China’s crackdown on Bitcoin (BTC) mining due to energy consumption concerns is widely regarded as the trigger for the miners’ exodus from Asia to Western countries. But new research by the Cambridge Centre for Alternative Finance suggests that the shift in mining power started before China’s renewed scrutiny.

Reuters reported that China’s total computing power connected to the Bitcoin network, or hash rate, fell from 75.5% in September 2019 to 46% in April 2021, before the Asian country even officially announced the mining crackdown.

During the same 18-month period, the United States quadrupled its share of the global Bitcoin hash rate from 4% to 16.8% to become the second-largest producer of Bitcoin. Another country often named a potential destination for miners’ relocation, Kazakhstan, increased its share to 8% and became a primary Bitcoin producer.
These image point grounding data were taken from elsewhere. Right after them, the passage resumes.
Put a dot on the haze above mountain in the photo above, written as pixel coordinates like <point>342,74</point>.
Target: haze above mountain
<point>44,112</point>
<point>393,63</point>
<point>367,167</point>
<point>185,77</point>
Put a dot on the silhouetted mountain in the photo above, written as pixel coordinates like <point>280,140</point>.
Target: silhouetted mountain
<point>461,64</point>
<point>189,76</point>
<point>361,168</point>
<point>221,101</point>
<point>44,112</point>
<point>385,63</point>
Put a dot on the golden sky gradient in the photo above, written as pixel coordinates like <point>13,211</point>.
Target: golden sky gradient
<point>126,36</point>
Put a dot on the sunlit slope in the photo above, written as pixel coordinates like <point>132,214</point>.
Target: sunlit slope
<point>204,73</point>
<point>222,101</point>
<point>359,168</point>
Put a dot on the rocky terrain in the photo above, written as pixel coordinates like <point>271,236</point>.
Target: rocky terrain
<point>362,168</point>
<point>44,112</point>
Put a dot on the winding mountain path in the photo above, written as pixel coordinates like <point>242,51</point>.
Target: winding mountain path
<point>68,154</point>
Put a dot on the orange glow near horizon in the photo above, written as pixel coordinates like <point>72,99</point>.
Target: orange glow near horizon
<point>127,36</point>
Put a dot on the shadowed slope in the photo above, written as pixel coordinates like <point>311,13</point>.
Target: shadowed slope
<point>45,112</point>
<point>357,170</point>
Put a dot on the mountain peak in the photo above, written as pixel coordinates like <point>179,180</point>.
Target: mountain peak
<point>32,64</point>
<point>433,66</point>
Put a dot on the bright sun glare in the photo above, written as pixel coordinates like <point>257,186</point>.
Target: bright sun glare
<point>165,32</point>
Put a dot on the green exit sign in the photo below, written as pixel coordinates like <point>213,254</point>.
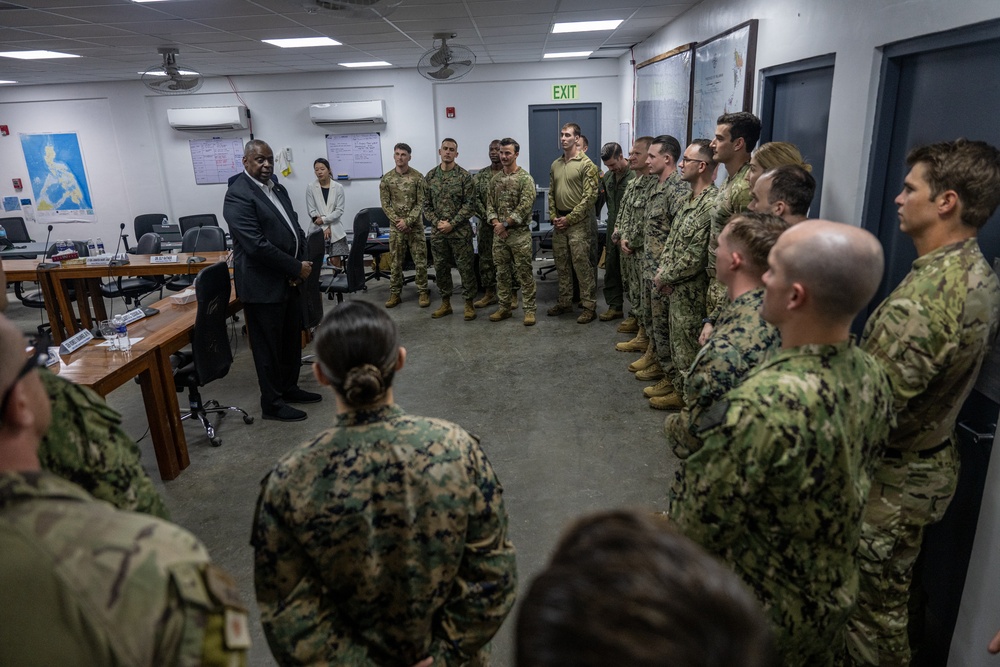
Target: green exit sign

After experiencing massive power outages in the mining hub of Xinjiang in April, Chinese authorities started investigating the energy consumption involved in Bitcoin mining. Officials announced strict supervision of mining activities due to carbon concerns, triggering the relocation of several industrial miners out of China.

Related: Bitcoin mining ban an easy decision for China, says Bitmain EMEA partner

Calling China’s mining ban a temporary inconvenience, iMining CEO Khurram Shroff said that the diversified location of mining facilities is great news for the rest of the world. “The Toronto Stock Exchange recently listed the world’s first Bitcoin ETF,” he exemplified, “[Canada] is already ahead of the curve, in terms of mainstreaming cryptocurrencies.”

Some experts see China’s crackdown on Bitcoin mining as an easy decision. Bitmain’s EMEA partner recently told Cointelegraph that the country is required to reduce its carbon footprint to get funding from the International Monetary Fund or the World Bank and Bitcoin mining was a convenient target to minimize energy consumption.